MPO staff told the board the draft Metropolitan Transportation Plan (MTP) 2050 is in final public comment and will return for adoption in June; staff described updates including project priorities, functional classification changes and a rail feasibility conclusion for the Las Cruces Industrial & Innovation Park.

Mesilla Valley MPO staff presented the draft Metropolitan Transportation Plan (MTP) 2050 during the May 14 meeting and reminded the board that the public comment period closes that day. Staff said the document updates Mobility 2045 and carries forward many prior elements while adjusting project priorities and technical maps to reflect recent studies and cost changes.
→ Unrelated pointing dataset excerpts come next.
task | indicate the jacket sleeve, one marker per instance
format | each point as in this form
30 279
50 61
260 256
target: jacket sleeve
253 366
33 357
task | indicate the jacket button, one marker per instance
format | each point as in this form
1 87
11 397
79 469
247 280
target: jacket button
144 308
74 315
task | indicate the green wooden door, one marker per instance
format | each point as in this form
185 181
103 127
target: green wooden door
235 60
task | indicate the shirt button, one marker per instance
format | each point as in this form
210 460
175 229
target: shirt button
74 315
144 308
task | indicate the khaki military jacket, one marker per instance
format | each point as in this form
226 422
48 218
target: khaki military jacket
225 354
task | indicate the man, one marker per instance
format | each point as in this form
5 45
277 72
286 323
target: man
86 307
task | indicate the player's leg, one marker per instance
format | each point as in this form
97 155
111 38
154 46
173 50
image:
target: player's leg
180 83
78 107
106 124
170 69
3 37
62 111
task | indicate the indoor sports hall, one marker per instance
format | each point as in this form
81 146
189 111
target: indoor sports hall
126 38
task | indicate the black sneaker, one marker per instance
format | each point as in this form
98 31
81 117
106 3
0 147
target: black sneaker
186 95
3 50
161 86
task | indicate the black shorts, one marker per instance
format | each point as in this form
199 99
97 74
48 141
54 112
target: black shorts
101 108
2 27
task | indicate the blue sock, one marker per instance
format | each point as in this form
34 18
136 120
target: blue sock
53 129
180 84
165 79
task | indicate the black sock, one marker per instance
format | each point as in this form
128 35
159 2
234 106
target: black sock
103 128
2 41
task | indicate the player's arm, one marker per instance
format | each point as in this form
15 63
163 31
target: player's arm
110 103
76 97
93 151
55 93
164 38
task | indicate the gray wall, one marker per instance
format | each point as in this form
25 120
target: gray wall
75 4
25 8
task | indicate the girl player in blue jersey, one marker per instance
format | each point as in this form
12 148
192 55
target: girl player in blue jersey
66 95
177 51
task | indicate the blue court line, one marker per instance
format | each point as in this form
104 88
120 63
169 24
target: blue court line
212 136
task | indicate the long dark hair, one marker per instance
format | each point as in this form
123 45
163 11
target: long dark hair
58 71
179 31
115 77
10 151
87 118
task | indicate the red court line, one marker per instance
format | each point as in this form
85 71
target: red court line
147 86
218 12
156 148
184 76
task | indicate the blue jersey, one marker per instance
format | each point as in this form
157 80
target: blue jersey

Dominic Loya described the MPO planning area and said one notable technical outcome was a rail feasibility study for the Las Cruces Industrial and Innovation Park that concluded rail access was not feasible due to insufficient public and private demand. Loya also said inflation and volatility in construction costs required revised maintenance and cost projections and that population and travel projections were updated after staff discovered and corrected an earlier error.

Loya listed near-term and longer-term projects in the draft MTP, including the Engler interchange work on I‑25, the University Avenue multimodal project, a Dripping Springs Road project (county), a US‑70 median concrete wall barrier and lighting project, a Thorpe Road bridge replacement, an Arrowhead interchange study, a US‑70 corridor study and a future I‑10 rehabilitation project. He said the functional classification map was updated in places (for example, portions of Griggs Road were downgraded from minor arterial to collector or local roadway) and that the transit priority map was split into Roadrunner Transit (city-focused) and South Central Regional Transit District (regional) views. Staff said the MPO will seek final board approval of the MTP in June ahead of the new fiscal year.

Why it matters: The MTP sets regional priorities for transportation investments over a multi‑decade horizon and guides TIP programming; changes to project priorities and functional classifications affect planning, funding and design work across the MPO region.